Mariana Cardim e Simone Monteiro (Foto: IFF)
Com a palavra, a gestora da Enfermaria de Doenças Infecciosas Pediátricas (Dipe) do IFF/Fiocruz Mariana Cardim falou sobre o Adoecer e adolescer com HIV/AIDS, apresentando o perfil do Instituto nesse tratamento. Ela relatou que a unidade ambulatorial do IFF/Fiocruz conta com uma equipe multidisciplinar que cuida, hoje, de 112 pacientes que vivem com HIV/AIDS, sendo 75 bebês, 25 crianças e 12 adolescentes expostos ao vírus, em acompanhamento.
Em sua apresentação, Mariana relatou a experiência de adoecimento e cuidado vivenciada por adolescentes de 12 a 18 anos com HIV/AIDS por transmissão vertical, quando as principais vias de contágio são a gestação, o parto e a amamentação, fruto de seu estudo de doutorado no Programa de Pós-graduação em Saúde da Criança e da Mulher (PPGSCM) do IFF/Fiocruz. “Embora os adolescentes estejam em uma transição para a vida adulta, eles ainda estão bem referidos a um momento infantil, então cabe a utilização do lúdico (representação gráfica) para estimular a colaboração deles em todo o processo e a trazerem uma narrativa mais consistente. Eu acho que esse modelo de genograma pode ser usado, inclusive, para iniciar a consulta em si, e não somente em uma pesquisa. Foi uma etapa interessante e que fez toda a diferença”, revelou ela.
Mariana expôs que para o adolescente todas as questões ligadas ao regime terapêutico no tratamento da AIDS podem impor desafios no processo de assumir um tratamento. Em muitos casos, os adolescentes tomam a medicação sem saber do diagnóstico, pois para os responsáveis esse é um segredo permeado pelo medo, insegurança e culpa. Mariana incentivou que o momento da revelação seja realizado no âmbito familiar, mas, às vezes, a dificuldade é tão grande que os pais solicitam que a revelação seja feita com o apoio dos profissionais de saúde. Após a revelação, a doença e o tratamento passam a ter um nome e todo um impacto advindo desse significado para as pessoas e para a sociedade marcada pelo estigma. Isso vai influenciar na rotina de vida dos pacientes, que têm muitas dúvidas a respeito de projetos futuros, como relacionamento, filhos e emprego.
Dando continuidade, o coordenador da área de Treinamento e Capacitação da Associação Brasileira Interdisciplinar de AIDS (ABIA) [4], Salvador Campos Corrêa, comentou que ainda hoje, uma pessoa recém-diagnosticada traz o conceito de morte para o diálogo. “Ao descobrir o diagnóstico, um bom atendimento é essencial, pois será importante para que o paciente se sinta acolhido, queira retornar ao serviço de saúde e queira viver, pois a ideia de morte é muito forte”, explicou ele.
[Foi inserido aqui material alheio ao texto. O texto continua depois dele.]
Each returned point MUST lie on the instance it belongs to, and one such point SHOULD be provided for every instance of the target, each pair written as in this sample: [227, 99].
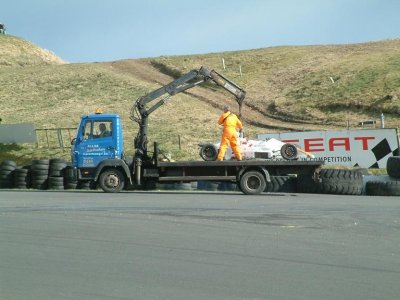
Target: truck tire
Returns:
[289, 151]
[393, 166]
[112, 181]
[208, 152]
[306, 184]
[252, 183]
[383, 188]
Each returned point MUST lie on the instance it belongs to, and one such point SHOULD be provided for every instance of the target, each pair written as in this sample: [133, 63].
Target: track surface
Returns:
[92, 245]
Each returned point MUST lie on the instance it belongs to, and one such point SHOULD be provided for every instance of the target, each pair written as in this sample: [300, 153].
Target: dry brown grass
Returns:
[288, 88]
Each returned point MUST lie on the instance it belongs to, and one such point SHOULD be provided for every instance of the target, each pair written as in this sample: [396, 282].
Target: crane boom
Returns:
[142, 109]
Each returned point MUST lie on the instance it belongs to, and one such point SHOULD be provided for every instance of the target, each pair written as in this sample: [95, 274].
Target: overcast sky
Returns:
[99, 30]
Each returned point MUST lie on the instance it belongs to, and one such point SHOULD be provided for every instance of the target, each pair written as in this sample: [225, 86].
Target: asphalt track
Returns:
[93, 245]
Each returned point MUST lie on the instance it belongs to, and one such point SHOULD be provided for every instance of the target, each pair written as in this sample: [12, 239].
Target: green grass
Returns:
[287, 87]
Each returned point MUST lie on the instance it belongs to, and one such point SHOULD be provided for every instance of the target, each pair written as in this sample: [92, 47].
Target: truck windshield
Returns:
[97, 129]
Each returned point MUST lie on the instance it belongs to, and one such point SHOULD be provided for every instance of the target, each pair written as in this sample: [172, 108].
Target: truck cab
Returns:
[98, 146]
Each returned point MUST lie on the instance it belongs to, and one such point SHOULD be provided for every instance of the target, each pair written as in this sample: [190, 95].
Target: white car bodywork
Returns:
[250, 149]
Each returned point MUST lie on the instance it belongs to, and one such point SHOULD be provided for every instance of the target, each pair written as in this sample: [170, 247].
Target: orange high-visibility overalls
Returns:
[229, 137]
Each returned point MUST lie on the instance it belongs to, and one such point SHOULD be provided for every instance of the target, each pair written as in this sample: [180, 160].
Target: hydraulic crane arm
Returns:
[140, 110]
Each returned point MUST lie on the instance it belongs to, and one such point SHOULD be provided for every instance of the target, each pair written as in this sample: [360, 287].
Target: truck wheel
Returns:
[289, 151]
[112, 181]
[252, 183]
[208, 152]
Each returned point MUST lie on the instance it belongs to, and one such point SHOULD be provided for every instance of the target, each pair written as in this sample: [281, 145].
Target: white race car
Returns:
[250, 149]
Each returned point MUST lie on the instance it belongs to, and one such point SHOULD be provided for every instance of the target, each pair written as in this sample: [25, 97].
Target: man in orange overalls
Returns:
[229, 137]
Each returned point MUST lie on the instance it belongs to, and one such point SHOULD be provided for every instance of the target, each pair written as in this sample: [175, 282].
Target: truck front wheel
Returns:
[112, 181]
[252, 183]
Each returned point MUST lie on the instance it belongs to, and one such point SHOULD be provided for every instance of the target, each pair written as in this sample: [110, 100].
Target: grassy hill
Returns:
[288, 88]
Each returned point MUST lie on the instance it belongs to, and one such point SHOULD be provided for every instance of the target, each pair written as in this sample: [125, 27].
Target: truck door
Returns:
[96, 143]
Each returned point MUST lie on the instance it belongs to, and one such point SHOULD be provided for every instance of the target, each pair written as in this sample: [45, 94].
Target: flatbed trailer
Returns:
[250, 175]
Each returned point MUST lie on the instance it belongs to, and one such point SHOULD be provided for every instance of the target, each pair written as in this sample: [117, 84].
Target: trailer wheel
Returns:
[208, 152]
[289, 151]
[252, 183]
[112, 181]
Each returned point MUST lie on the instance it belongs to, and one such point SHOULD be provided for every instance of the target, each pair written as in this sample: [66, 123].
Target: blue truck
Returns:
[98, 151]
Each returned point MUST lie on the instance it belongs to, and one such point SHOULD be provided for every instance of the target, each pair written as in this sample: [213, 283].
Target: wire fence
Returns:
[55, 137]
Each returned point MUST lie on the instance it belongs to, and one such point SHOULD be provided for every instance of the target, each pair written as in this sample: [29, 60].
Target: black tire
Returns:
[58, 166]
[9, 163]
[340, 182]
[21, 172]
[183, 186]
[289, 151]
[112, 181]
[57, 161]
[40, 162]
[252, 183]
[393, 166]
[7, 168]
[306, 184]
[70, 186]
[83, 185]
[56, 181]
[383, 188]
[207, 185]
[208, 152]
[227, 186]
[69, 174]
[282, 184]
[39, 172]
[40, 167]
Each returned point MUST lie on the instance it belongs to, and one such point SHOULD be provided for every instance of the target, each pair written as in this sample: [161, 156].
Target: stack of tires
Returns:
[6, 174]
[22, 177]
[56, 174]
[332, 181]
[70, 182]
[40, 173]
[389, 187]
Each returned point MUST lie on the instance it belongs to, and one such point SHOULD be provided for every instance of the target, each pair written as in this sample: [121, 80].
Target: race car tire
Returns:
[208, 152]
[252, 183]
[393, 166]
[289, 151]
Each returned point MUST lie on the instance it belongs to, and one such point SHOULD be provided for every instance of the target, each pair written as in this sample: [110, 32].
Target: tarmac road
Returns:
[93, 245]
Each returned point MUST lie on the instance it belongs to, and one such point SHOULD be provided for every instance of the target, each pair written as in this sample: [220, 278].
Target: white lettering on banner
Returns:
[318, 144]
[369, 148]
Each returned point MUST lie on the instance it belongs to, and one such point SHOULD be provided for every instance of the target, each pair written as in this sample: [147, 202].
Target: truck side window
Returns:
[87, 132]
[102, 129]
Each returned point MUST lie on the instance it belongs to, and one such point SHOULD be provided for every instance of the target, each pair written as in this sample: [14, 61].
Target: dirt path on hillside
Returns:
[143, 70]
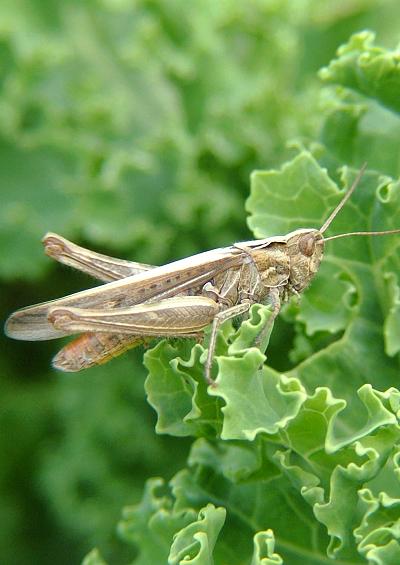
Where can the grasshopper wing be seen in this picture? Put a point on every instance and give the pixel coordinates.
(161, 282)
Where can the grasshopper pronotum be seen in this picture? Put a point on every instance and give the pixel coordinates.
(178, 299)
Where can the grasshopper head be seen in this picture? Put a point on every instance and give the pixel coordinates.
(305, 248)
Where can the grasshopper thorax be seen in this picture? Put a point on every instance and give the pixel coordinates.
(305, 249)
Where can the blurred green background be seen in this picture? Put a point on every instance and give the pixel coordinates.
(130, 127)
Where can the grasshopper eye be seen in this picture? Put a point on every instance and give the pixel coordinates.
(307, 245)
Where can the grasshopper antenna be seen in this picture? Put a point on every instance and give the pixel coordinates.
(387, 232)
(340, 206)
(344, 200)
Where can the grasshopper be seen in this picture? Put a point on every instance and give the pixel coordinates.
(179, 299)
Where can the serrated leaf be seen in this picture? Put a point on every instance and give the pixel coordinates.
(195, 543)
(368, 69)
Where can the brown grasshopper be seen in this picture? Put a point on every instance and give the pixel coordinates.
(178, 299)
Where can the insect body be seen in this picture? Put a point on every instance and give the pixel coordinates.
(178, 299)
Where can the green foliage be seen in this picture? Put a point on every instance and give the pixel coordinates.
(134, 128)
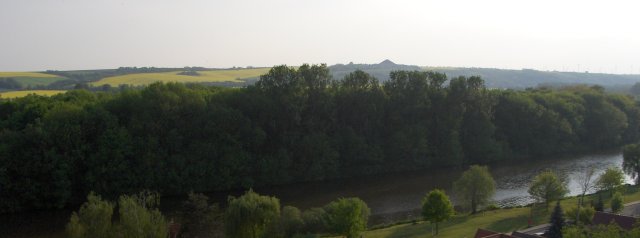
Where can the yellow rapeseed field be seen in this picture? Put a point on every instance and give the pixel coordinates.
(231, 75)
(17, 94)
(26, 74)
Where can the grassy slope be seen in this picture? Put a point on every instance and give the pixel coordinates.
(26, 74)
(17, 94)
(502, 220)
(205, 76)
(31, 78)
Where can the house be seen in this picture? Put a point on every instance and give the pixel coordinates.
(603, 218)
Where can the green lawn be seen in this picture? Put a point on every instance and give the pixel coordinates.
(501, 220)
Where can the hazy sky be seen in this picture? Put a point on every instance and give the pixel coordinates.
(598, 36)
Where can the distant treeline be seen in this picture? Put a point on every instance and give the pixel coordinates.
(293, 125)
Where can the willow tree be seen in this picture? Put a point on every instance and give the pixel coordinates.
(476, 186)
(631, 162)
(547, 187)
(436, 207)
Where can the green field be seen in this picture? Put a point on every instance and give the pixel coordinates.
(26, 74)
(501, 220)
(17, 94)
(31, 78)
(205, 76)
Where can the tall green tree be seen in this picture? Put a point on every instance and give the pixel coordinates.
(347, 216)
(611, 179)
(631, 161)
(436, 207)
(476, 186)
(616, 202)
(249, 215)
(547, 187)
(557, 222)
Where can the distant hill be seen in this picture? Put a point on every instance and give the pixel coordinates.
(525, 78)
(232, 76)
(380, 71)
(496, 78)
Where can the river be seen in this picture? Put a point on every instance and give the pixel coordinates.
(391, 197)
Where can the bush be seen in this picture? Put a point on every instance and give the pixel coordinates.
(347, 216)
(200, 218)
(291, 221)
(314, 220)
(491, 207)
(136, 218)
(586, 214)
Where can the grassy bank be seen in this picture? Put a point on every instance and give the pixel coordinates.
(501, 220)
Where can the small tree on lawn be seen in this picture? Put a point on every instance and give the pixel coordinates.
(347, 216)
(631, 161)
(616, 202)
(436, 207)
(547, 187)
(557, 222)
(249, 215)
(611, 179)
(476, 185)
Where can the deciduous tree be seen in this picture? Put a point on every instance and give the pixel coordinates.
(476, 186)
(436, 207)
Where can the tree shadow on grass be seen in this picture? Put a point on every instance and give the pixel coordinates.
(424, 228)
(509, 224)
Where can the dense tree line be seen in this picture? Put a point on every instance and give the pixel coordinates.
(294, 124)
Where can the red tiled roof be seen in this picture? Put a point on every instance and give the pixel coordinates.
(625, 222)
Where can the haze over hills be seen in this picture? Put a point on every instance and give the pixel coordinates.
(495, 78)
(240, 77)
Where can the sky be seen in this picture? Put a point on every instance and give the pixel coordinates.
(594, 36)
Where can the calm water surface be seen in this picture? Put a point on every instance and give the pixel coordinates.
(391, 197)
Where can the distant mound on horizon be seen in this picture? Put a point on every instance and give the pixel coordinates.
(495, 78)
(380, 71)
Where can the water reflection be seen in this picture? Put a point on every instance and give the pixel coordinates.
(398, 196)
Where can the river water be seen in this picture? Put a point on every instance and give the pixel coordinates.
(398, 196)
(391, 197)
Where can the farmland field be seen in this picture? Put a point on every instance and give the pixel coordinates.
(17, 94)
(205, 76)
(26, 74)
(31, 78)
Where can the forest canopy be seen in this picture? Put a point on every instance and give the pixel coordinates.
(295, 124)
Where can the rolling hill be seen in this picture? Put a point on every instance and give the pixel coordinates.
(26, 79)
(496, 78)
(205, 76)
(17, 94)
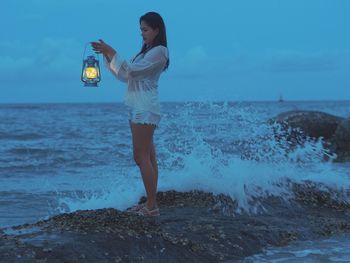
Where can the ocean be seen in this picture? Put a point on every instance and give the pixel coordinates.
(57, 158)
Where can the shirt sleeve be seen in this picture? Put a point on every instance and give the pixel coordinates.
(117, 67)
(153, 61)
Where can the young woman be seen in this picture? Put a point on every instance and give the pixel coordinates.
(142, 75)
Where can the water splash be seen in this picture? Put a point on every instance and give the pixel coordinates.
(227, 148)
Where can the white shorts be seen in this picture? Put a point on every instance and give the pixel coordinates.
(143, 117)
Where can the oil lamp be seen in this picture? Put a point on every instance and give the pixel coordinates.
(91, 74)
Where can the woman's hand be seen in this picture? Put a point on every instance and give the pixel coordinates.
(102, 47)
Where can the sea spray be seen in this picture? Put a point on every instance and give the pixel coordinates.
(227, 148)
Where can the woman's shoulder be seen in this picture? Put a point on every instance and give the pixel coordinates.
(160, 48)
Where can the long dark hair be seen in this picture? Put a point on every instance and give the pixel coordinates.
(154, 20)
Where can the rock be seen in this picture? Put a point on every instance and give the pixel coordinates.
(193, 227)
(342, 140)
(312, 123)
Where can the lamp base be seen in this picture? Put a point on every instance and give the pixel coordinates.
(90, 84)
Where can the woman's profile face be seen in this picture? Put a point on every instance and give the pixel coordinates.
(148, 33)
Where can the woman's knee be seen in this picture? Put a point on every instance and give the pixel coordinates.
(141, 158)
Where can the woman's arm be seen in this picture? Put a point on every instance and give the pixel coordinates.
(153, 61)
(111, 58)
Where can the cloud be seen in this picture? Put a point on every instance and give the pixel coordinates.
(302, 62)
(198, 63)
(50, 59)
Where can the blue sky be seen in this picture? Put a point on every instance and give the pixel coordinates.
(219, 50)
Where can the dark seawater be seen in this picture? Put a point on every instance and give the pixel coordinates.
(57, 158)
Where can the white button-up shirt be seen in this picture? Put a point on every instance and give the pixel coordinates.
(142, 77)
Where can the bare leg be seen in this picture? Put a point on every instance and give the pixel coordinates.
(142, 137)
(154, 163)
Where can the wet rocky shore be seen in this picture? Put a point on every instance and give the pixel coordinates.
(193, 227)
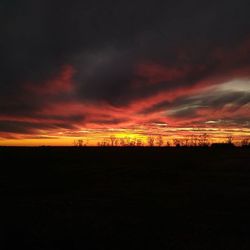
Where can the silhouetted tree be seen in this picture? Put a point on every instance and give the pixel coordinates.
(177, 142)
(78, 143)
(245, 142)
(159, 141)
(151, 141)
(112, 140)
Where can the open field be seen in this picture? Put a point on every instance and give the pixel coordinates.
(125, 198)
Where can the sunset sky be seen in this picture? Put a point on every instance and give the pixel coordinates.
(91, 69)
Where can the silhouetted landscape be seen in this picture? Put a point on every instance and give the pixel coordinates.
(125, 198)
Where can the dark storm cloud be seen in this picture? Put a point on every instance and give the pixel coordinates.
(188, 107)
(105, 41)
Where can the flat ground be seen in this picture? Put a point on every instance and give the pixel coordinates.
(125, 198)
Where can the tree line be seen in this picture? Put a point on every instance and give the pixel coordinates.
(202, 140)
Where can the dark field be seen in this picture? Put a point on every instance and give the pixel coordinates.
(125, 198)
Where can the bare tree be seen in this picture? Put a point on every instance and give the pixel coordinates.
(177, 142)
(112, 140)
(159, 141)
(203, 140)
(78, 143)
(139, 143)
(151, 141)
(245, 142)
(229, 139)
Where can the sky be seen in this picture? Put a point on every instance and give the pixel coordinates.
(91, 69)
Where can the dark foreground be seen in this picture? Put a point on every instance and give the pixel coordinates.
(121, 198)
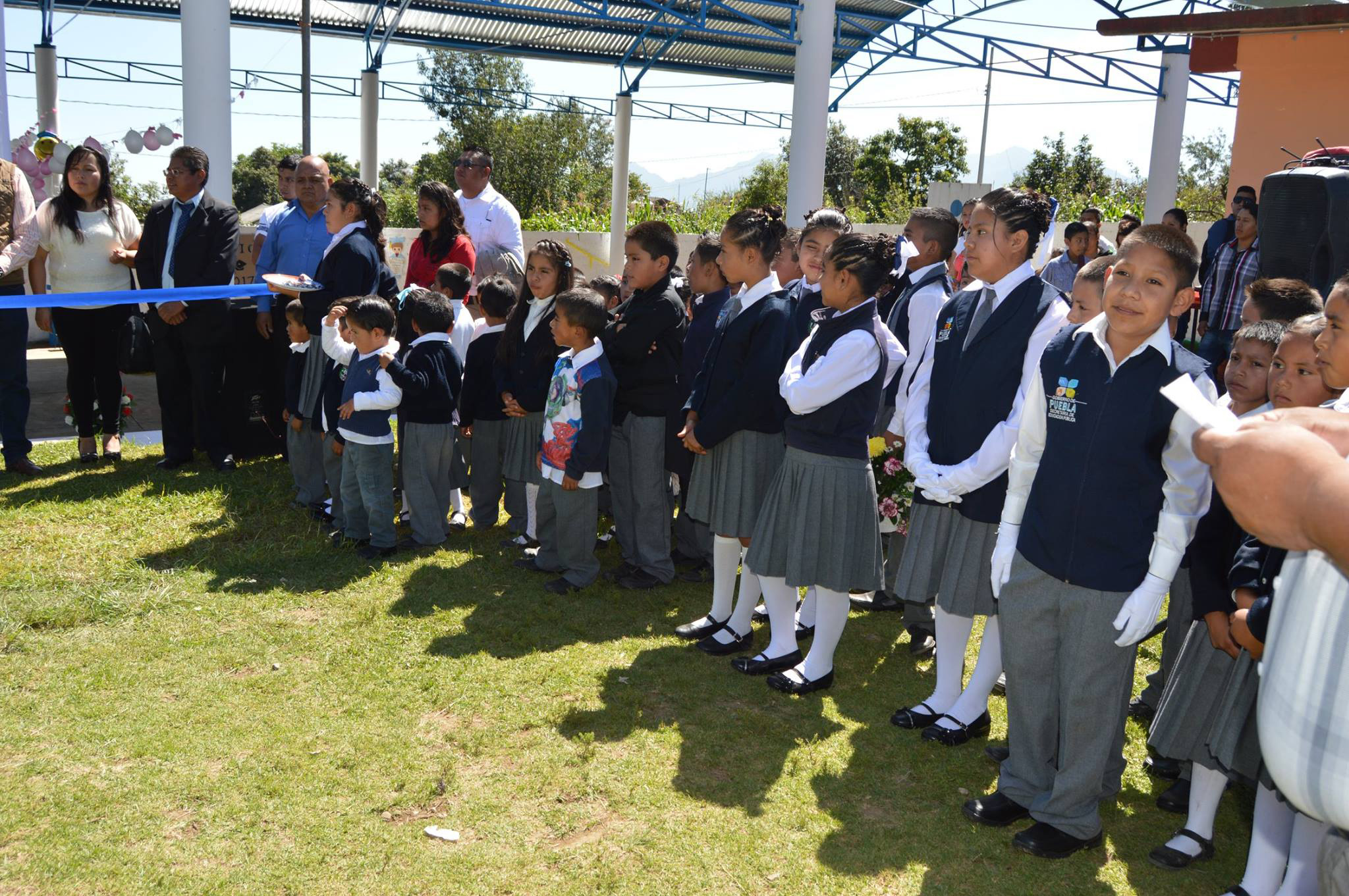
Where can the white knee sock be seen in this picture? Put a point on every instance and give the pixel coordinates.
(1206, 789)
(806, 616)
(745, 602)
(780, 600)
(1304, 852)
(1271, 831)
(974, 700)
(830, 618)
(952, 635)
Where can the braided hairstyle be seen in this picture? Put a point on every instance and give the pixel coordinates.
(370, 207)
(869, 257)
(1020, 209)
(561, 261)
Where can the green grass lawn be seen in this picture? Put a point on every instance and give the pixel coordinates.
(200, 696)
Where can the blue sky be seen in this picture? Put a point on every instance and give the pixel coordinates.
(1118, 124)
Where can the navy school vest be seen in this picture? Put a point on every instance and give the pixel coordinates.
(1093, 507)
(974, 386)
(840, 427)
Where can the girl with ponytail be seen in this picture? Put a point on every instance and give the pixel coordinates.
(819, 525)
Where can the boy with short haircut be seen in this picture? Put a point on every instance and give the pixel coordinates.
(1089, 290)
(429, 377)
(369, 395)
(482, 418)
(645, 345)
(1085, 553)
(304, 444)
(578, 427)
(1062, 271)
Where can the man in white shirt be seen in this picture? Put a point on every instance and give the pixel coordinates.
(489, 217)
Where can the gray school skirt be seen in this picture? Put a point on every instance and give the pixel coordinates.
(729, 483)
(819, 525)
(1190, 702)
(524, 438)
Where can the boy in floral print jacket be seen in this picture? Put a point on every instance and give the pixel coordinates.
(574, 449)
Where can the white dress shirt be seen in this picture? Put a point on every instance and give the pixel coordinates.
(924, 306)
(849, 363)
(1185, 495)
(991, 460)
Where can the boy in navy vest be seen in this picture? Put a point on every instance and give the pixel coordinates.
(574, 449)
(429, 377)
(1086, 552)
(369, 395)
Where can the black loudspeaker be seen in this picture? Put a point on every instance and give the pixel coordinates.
(1305, 225)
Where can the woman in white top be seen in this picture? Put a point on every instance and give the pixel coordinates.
(88, 240)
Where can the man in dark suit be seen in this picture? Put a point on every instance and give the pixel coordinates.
(189, 240)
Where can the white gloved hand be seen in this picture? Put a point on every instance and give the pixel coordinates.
(1003, 553)
(1140, 611)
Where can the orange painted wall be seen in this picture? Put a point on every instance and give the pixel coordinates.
(1291, 93)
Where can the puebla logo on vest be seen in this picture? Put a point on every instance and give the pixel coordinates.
(1063, 403)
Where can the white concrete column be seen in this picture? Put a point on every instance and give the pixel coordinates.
(810, 109)
(370, 128)
(206, 90)
(619, 205)
(1167, 135)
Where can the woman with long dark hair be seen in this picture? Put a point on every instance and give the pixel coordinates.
(88, 240)
(443, 239)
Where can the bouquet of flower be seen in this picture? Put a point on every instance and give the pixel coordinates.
(128, 402)
(893, 485)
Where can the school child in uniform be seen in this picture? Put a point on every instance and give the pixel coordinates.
(369, 395)
(818, 526)
(1085, 553)
(923, 290)
(304, 446)
(733, 421)
(525, 368)
(482, 418)
(576, 436)
(431, 377)
(961, 422)
(692, 538)
(645, 345)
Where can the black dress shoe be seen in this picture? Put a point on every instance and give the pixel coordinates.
(1049, 841)
(757, 666)
(699, 628)
(957, 736)
(1167, 770)
(798, 683)
(995, 810)
(1174, 858)
(1175, 799)
(737, 645)
(915, 717)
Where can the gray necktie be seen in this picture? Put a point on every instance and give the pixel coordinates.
(981, 314)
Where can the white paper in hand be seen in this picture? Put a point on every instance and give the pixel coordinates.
(1190, 400)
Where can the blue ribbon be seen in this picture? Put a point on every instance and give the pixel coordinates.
(131, 297)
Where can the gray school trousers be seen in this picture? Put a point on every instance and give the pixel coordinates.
(305, 454)
(637, 480)
(1067, 689)
(567, 533)
(428, 453)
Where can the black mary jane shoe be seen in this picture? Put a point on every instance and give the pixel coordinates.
(699, 629)
(961, 735)
(763, 666)
(1174, 858)
(790, 685)
(1049, 841)
(915, 717)
(738, 645)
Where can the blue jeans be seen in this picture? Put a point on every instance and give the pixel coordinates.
(14, 379)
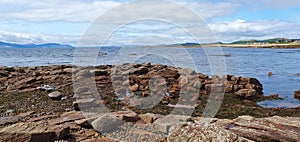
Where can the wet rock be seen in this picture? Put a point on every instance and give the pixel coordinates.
(297, 94)
(141, 71)
(270, 74)
(203, 132)
(107, 123)
(25, 81)
(55, 95)
(32, 131)
(100, 72)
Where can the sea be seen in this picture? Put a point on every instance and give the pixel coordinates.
(247, 62)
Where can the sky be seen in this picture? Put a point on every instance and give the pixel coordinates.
(66, 21)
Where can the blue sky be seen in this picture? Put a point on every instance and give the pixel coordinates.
(65, 21)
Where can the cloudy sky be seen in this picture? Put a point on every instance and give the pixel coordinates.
(65, 21)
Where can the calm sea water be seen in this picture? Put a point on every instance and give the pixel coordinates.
(250, 62)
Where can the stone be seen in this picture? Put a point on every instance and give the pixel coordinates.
(25, 81)
(149, 118)
(83, 103)
(107, 122)
(34, 131)
(100, 72)
(68, 117)
(297, 94)
(128, 116)
(141, 71)
(134, 88)
(56, 95)
(169, 123)
(203, 132)
(248, 93)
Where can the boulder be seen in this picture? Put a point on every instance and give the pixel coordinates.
(149, 118)
(107, 123)
(169, 123)
(128, 116)
(34, 131)
(248, 93)
(56, 95)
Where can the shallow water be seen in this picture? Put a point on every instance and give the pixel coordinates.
(250, 62)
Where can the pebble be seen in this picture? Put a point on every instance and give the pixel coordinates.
(55, 95)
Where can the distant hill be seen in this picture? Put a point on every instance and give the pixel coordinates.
(267, 41)
(48, 45)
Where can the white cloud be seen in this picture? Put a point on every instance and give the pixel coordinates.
(269, 3)
(55, 10)
(25, 38)
(241, 29)
(87, 11)
(211, 10)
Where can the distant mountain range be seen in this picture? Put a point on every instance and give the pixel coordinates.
(56, 45)
(48, 45)
(269, 41)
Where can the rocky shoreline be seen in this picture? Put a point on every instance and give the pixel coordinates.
(57, 102)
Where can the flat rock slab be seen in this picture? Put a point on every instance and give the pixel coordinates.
(32, 131)
(169, 123)
(107, 123)
(68, 117)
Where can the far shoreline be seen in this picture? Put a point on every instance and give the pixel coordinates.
(230, 45)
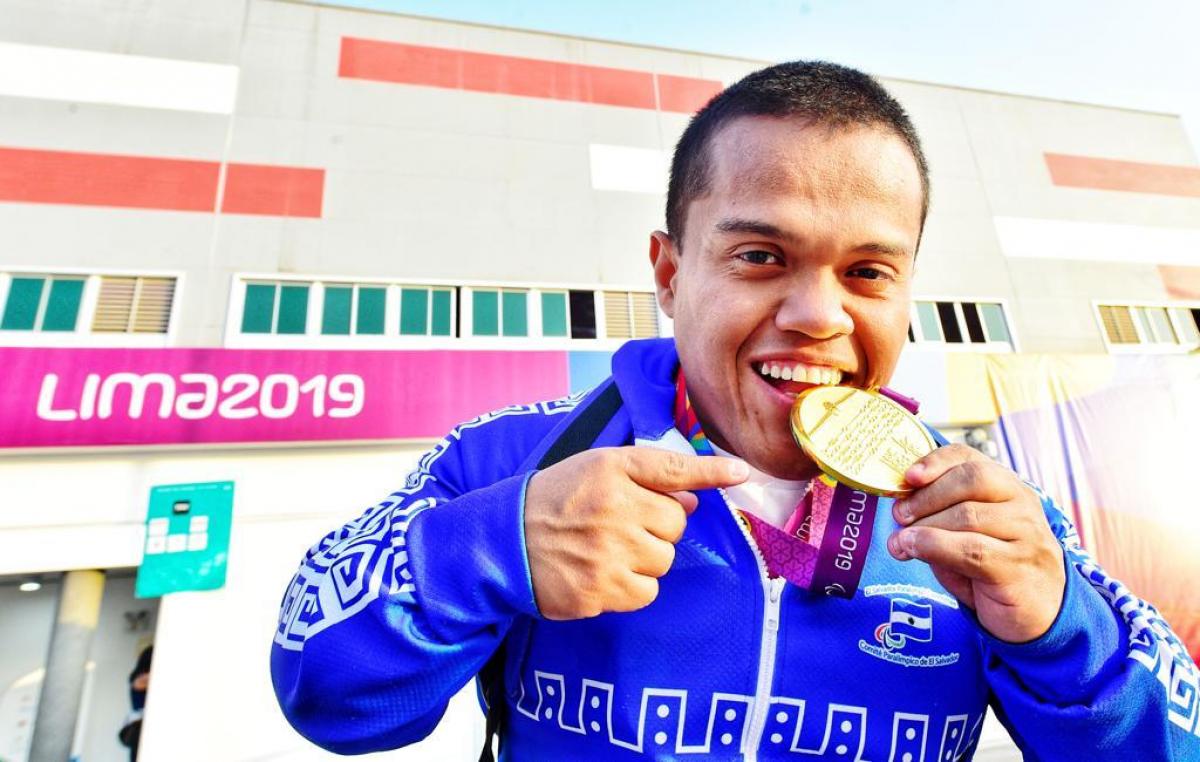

Durante sua apresentação, o ativista, gay e portador do vírus HIV frisou que há uma condenação moral e sexual muito forte e que o preconceito ainda está muito presente na sociedade. “Viver com HIV é um efeito fênix, é um renascimento, pois é colocado no fogo todas as suas construções acerca da vida e da morte. Infelizmente, muitas pessoas ainda acabam caindo na depressão”, pontuou. Por outro lado, Salvador ressaltou que a sociedade também tem uma capacidade muito grande de mobilização e de transformação. “É essa solidariedade que a gente precisa resgatar, se unir, dialogar e criar espaços para refletir as ações e garantir uma assistência de qualidade”, concluiu.